A reflected sound wave, or reflection, means that a sound wave
bounces, or “reflects”, from any object only once.
Resonance is the phenomena of multiple reflections at a specific
wavelength. All rooms have resonances because sound waves always
reflect from the hard surfaces – the walls, ceiling, and floor – of the room.
Sound Waves in
a Room
In a typical listening room, you hear only a small amount of the sound
directly from the speakers. Most of the sound you hear is reflected off of
the walls, floor, and ceiling, in addition to reflections from the furniture,
windows, door openings, and people present in the room.
To put it simply, think of sound waves as moving objects. The wavelength
of audible sound can be as long 54 feet (20Hz) or as short as 0.667 inches
(20kHz). A good general principle to remember is that if the wavelength is
longer than the size of the object, the wave will pass around the object as
if it wasn’t there.
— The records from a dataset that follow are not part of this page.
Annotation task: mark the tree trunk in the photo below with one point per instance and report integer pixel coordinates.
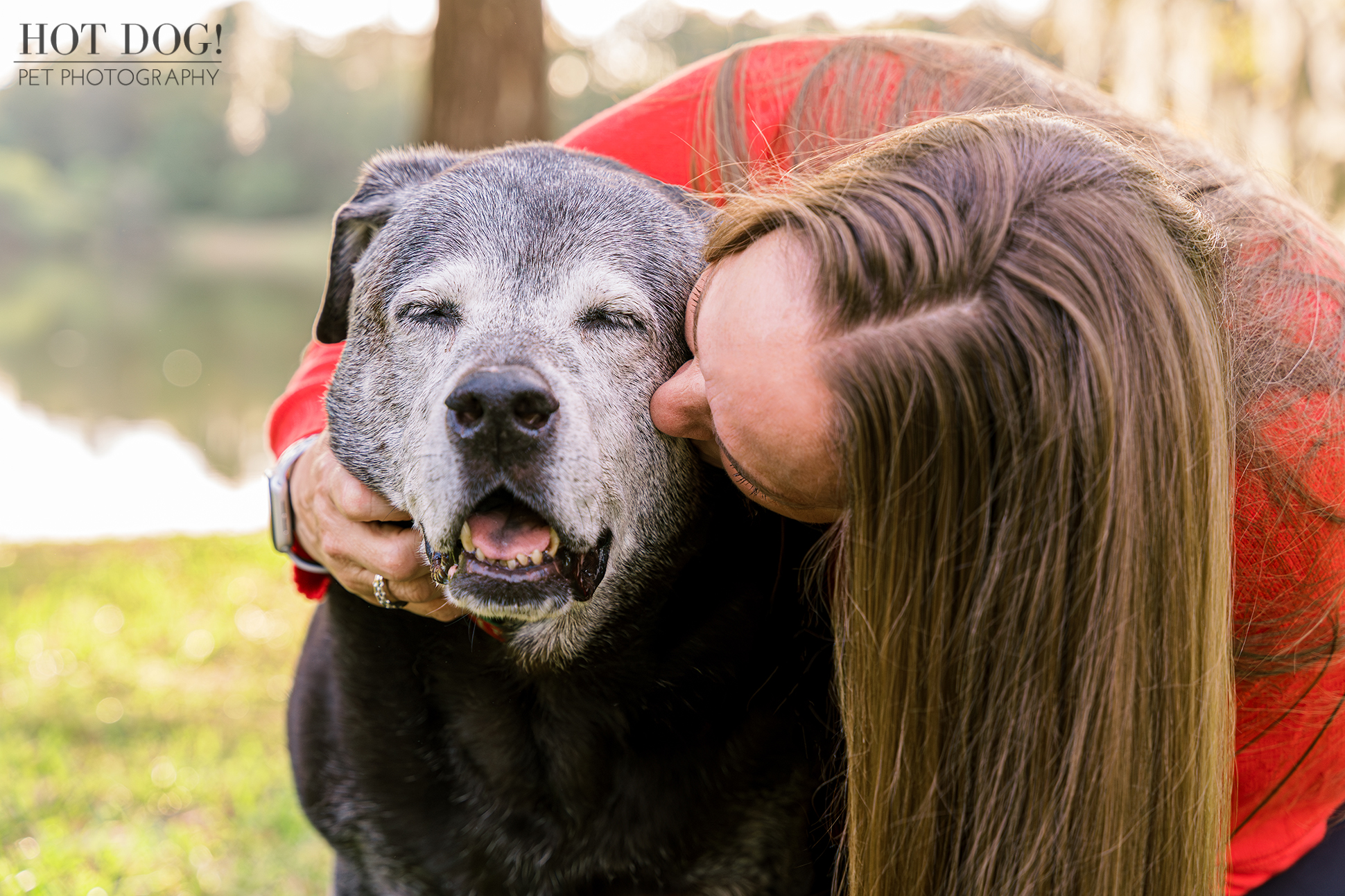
(487, 76)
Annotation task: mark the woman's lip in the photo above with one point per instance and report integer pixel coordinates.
(709, 453)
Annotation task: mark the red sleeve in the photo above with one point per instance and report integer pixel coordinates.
(299, 412)
(1290, 764)
(655, 131)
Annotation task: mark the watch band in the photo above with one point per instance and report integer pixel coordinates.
(281, 510)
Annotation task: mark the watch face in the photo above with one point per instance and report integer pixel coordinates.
(281, 527)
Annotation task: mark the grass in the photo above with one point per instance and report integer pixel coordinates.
(141, 721)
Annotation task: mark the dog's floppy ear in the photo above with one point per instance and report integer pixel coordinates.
(383, 184)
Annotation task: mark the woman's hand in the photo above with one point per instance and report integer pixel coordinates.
(349, 529)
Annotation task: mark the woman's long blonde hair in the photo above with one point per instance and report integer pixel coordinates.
(1032, 574)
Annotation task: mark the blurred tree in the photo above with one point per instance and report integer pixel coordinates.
(487, 74)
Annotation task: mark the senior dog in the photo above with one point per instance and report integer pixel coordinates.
(645, 711)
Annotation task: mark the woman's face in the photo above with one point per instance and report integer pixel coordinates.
(751, 397)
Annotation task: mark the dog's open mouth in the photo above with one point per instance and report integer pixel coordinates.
(512, 557)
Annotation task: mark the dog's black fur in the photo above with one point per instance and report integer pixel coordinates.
(433, 764)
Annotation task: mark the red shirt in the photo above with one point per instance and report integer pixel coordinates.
(1292, 755)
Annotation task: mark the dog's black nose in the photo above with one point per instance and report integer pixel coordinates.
(502, 405)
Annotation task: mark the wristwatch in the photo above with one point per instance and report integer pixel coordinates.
(281, 511)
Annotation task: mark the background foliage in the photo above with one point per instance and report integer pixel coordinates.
(143, 690)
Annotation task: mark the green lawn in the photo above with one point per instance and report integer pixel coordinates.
(141, 720)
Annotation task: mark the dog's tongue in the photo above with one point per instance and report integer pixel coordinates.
(509, 532)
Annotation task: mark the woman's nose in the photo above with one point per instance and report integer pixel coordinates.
(678, 407)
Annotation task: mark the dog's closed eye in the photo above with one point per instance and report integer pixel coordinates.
(611, 319)
(433, 314)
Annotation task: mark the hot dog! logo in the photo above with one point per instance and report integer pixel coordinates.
(87, 54)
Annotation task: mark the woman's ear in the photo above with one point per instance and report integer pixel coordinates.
(385, 182)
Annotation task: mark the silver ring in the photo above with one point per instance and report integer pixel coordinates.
(381, 595)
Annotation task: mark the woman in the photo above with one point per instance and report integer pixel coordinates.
(973, 809)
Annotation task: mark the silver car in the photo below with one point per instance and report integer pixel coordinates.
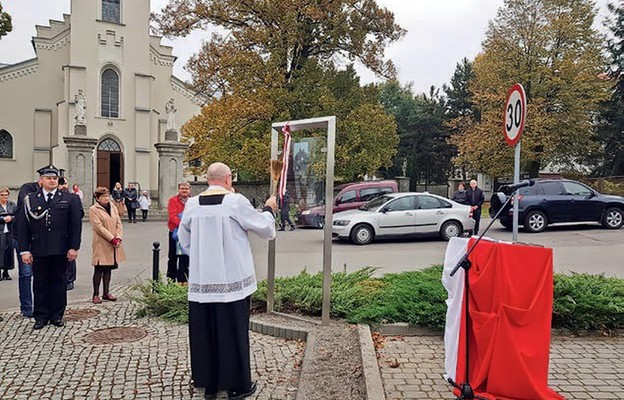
(397, 214)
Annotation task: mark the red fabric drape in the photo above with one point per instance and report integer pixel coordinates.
(511, 294)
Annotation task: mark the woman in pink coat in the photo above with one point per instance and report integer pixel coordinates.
(107, 249)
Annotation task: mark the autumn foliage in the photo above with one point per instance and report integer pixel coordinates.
(277, 60)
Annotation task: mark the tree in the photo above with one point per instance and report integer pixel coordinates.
(551, 48)
(611, 123)
(459, 97)
(461, 109)
(5, 22)
(272, 64)
(423, 132)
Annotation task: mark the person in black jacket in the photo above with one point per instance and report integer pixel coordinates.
(475, 198)
(49, 236)
(285, 213)
(460, 195)
(131, 198)
(7, 213)
(24, 270)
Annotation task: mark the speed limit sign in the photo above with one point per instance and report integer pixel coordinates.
(514, 114)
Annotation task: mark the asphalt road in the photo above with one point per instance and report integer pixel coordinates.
(587, 248)
(577, 248)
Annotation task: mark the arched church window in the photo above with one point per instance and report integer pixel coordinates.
(6, 144)
(110, 93)
(109, 145)
(110, 11)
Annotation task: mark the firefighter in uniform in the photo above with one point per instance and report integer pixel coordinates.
(49, 235)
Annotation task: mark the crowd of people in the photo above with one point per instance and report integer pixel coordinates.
(208, 250)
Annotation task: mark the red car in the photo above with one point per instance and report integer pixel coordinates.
(346, 197)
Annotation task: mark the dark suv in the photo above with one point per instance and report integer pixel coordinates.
(551, 201)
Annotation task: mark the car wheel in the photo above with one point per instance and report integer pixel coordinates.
(450, 229)
(613, 218)
(362, 234)
(507, 225)
(535, 221)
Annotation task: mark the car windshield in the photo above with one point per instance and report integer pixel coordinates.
(375, 203)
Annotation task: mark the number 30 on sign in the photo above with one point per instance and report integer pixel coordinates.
(514, 114)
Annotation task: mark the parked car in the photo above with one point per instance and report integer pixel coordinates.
(398, 214)
(551, 201)
(346, 197)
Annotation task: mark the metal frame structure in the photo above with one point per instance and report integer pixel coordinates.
(328, 123)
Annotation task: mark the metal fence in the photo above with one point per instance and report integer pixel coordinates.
(441, 189)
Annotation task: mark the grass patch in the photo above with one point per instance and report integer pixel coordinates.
(581, 301)
(588, 302)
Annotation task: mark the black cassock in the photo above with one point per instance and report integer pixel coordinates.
(219, 341)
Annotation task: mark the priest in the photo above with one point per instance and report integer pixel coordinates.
(213, 232)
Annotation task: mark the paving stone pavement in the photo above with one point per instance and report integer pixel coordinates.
(59, 363)
(580, 367)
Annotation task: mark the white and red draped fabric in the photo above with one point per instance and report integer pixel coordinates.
(511, 295)
(281, 190)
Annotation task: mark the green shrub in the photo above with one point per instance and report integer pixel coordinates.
(417, 297)
(581, 301)
(168, 300)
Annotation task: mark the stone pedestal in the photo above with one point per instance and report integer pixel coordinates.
(171, 135)
(403, 182)
(170, 171)
(80, 130)
(80, 154)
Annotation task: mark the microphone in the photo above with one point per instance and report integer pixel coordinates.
(521, 184)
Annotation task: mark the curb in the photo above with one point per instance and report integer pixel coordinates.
(372, 376)
(279, 331)
(305, 368)
(405, 329)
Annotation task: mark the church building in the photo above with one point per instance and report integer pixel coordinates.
(99, 100)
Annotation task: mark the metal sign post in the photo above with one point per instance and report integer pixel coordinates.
(514, 118)
(328, 123)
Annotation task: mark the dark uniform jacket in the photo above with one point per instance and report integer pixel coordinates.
(475, 197)
(285, 205)
(55, 233)
(25, 189)
(460, 197)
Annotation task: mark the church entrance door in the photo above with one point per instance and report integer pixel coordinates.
(110, 164)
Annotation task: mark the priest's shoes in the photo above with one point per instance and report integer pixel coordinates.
(39, 324)
(236, 395)
(59, 323)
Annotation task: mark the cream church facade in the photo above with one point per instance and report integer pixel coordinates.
(99, 100)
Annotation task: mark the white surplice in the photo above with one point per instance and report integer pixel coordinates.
(221, 268)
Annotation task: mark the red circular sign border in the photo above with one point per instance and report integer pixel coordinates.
(520, 89)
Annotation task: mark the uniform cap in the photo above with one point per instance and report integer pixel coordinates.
(49, 170)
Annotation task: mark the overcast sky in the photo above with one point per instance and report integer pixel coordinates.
(439, 34)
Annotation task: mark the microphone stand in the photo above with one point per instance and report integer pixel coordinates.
(466, 391)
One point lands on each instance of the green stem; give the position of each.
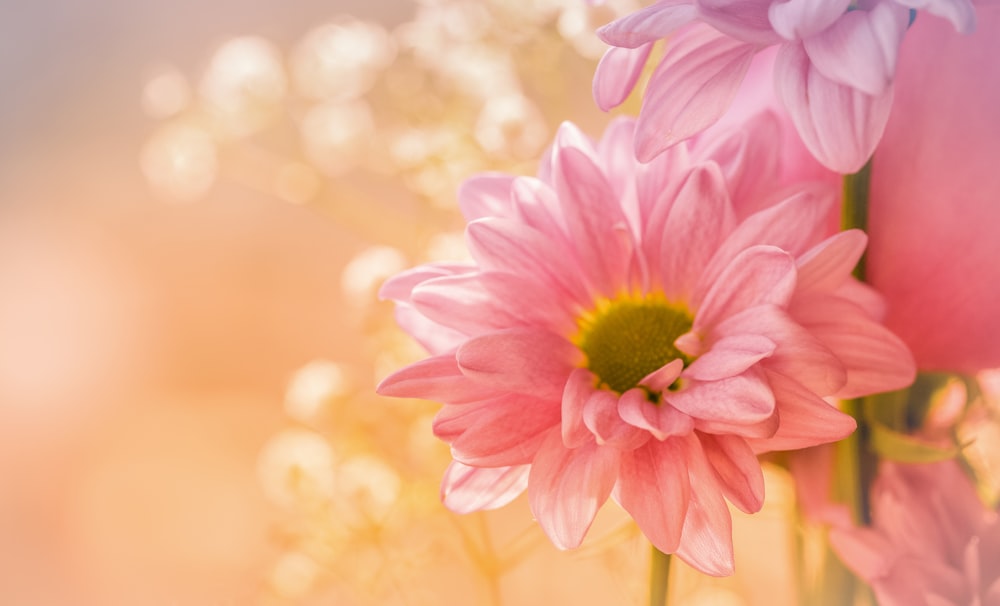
(659, 576)
(854, 212)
If the wavelength is shorter, strong reflections will occur.
For example, the wavelength of 100Hz is 11 feet, so it will pass around
any person standing in a room. However, the wavelength of 1kHz is only
1.1 feet, so it will bounce, or reflect, off of almost everything solid –
people, walls, furniture – in its path. In short, what this means is that
while the 1kHz sound wave has lots of scattered reflections within the
room, the 100Hz sound wave will actually resonate more because its
wavelength is closer to the size of the room.